Si giustifica la nuova decisione dicendo che la situazione peggiora, quindi, tali misure vanno estese. Non si intende valutare la gravità epidemiologica, ma sottolineare un’incongruenza. Il metodo “a zone”, adottato per la “seconda ondata”, prevede peggioramenti e rimedi. Se necessario – come spiegato – una regione può essere spostata anche tempestivamente a una fascia di rischio più elevata, con misure più stringenti per arginare il pericolo di contagi. Quel metodo è stato pensato per circostanze in divenire. Dunque, non basta limitarsi a dire che esso viene derogato perché le cose vanno peggio, e in attesa di provvedimenti ulteriori. Si può anche decidere di cambiare sistema, ma ne va spiegato il motivo in modo trasparente e razionale. Non si possono fare certe giravolte con la disinvoltura di chi conta sul fatto che gli italiani accettino qualunque decisione senza voler capire.
Per provare a spiegare il senso del nuovo decreto, definito come provvedimento-ponte, serve partire dalla disposizione che rivede alcuni criteri per definire gli scenari di rischio, ai quali si collegano misure per le zone “arancioni” e “rosse”. Taluni indicatori in base ai quali si effettua la classificazione delle regioni – secondo il meccanismo sopra esposto – vengono sostanziati e combinati diversamente. Così le regioni, a seguito di nuova elaborazione, potranno essere spostate dal ministro della Salute in fasce di rischio più elevato, e sarà lo stesso ministro ad applicare per esse le misure individuate dal nuovo decreto. Fintanto che ciò non accadrà, saranno vigenti misure natalizie prorogate in modo uniforme per tutto il territorio nazionale. Poi, a metà gennaio, arriverà il prossimo Dpcm.

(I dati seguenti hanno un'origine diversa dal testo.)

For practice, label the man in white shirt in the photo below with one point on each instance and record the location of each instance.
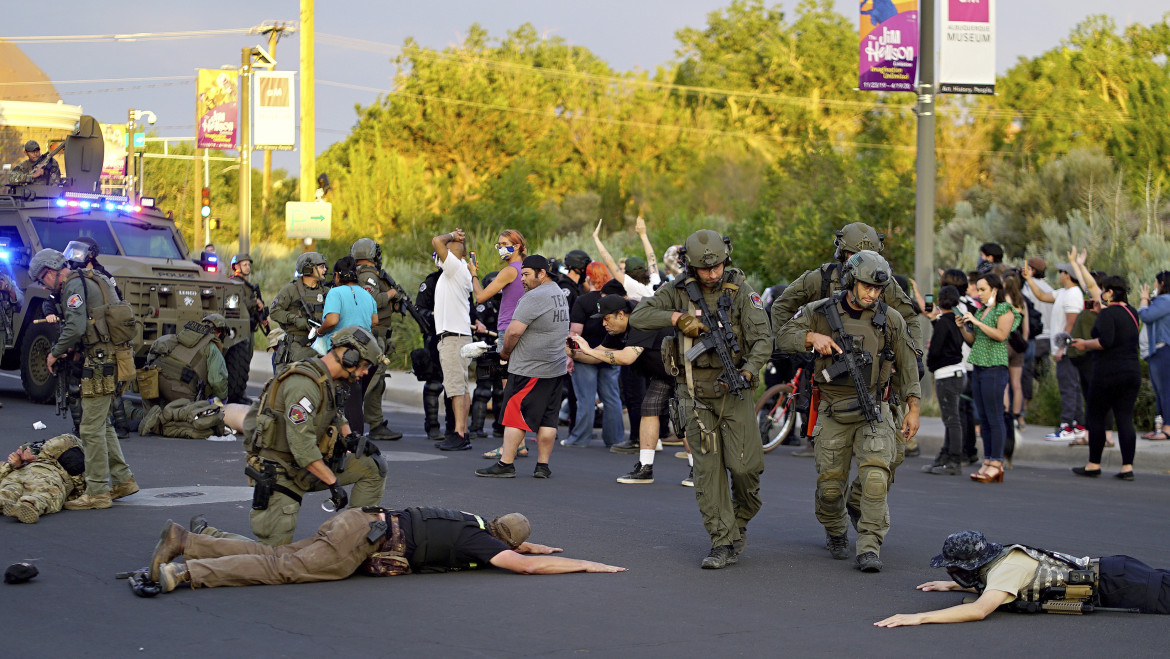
(1066, 304)
(453, 324)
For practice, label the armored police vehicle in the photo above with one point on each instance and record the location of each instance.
(142, 248)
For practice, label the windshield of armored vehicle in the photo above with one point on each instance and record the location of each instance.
(137, 239)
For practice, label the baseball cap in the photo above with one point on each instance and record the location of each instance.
(611, 304)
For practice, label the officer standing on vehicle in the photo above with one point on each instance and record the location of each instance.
(377, 282)
(23, 172)
(253, 301)
(297, 439)
(859, 321)
(298, 308)
(721, 426)
(80, 296)
(191, 363)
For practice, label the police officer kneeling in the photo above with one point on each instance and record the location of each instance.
(853, 417)
(298, 441)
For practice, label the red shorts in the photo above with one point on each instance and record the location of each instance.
(531, 403)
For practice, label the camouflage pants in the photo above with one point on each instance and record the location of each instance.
(39, 485)
(275, 524)
(103, 452)
(835, 445)
(735, 455)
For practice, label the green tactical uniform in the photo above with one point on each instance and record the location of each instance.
(841, 433)
(294, 306)
(42, 485)
(290, 428)
(378, 283)
(736, 445)
(80, 296)
(191, 364)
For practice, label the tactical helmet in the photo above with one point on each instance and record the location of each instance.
(857, 237)
(366, 249)
(868, 267)
(215, 321)
(360, 340)
(308, 262)
(577, 260)
(706, 248)
(45, 260)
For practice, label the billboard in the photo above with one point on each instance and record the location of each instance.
(274, 116)
(967, 47)
(217, 107)
(889, 45)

Perché si è deciso di rivedere certi indicatori, cambiando le carte in tavola? Era forse sbagliata la ponderazione fatta precedentemente? E la classificazione in zone valida finora, con relative misure restrittive, non rispecchiava la situazione di gravità effettiva delle singole regioni? Soprattutto, che fine ha fatto la “oggettività” del sistema vantata da Conte? Lo si era detto in tempi non sospetti: non conoscendosi in maniera precisa i motivi per cui erano stati scelti alcuni indicatori e non altri, il peso di ciascuno nell’apprezzamento finale, la valutazione di quelli non numerici e la combinazione complessiva, la celebrata oggettività era di mera facciata. Basta modificare parametri di valutazione o il modo in cui li si incrocia e mutano la stima del pericolo, la classificazione regionale e le limitazioni dei diritti. Il sistema continuerà a essere vantato come “scientifico”, ma il cambiamento che può farsi a monte rende palese la discrezionalità del tutto.
Continua la confusione
Si persiste a intrecciare fonti diverse – Dpcm, decreti legge, ordinanze del ministro della Salute – tra le quali si fa sempre più fatica a orientarsi. E si continua a decidere all’ultimo momento sulla vita delle persone, creando difficoltà a molti: da chi aveva organizzato la propria attività economica, facendo affidamento sulla conclusione delle restrizioni il 6 gennaio, alle famiglie che contavano sulla riapertura delle scuole il 7 gennaio e due giorni prima si trovano una scelta diversa, nonostante le rassicurazioni, e non sapendo nemmeno cos’accadrà in prosieguo. A proposito di scuola, avevamo preannunciato che riaprirle il 7 sarebbe stato arduo, essendo difficile in un mese circa - con il Natale di mezzo - creare le condizioni di sicurezza che non erano state predisposte in precedenza.
Al momento, il decreto sancisce la data dell’11 gennaio, ma le regioni si stanno orientando diversamente, come sempre. Ancora una volta, si conferma quanto già rilevato su queste pagine da settimane: lo scaricabarile elevato a sistema strutturale per scelta normativa del governo. L’incertezza è pari almeno allo sconforto. Si continua a procedere a tentoni, come se quest’anno di pandemia non fosse passato: questa è l’unica cosa certa.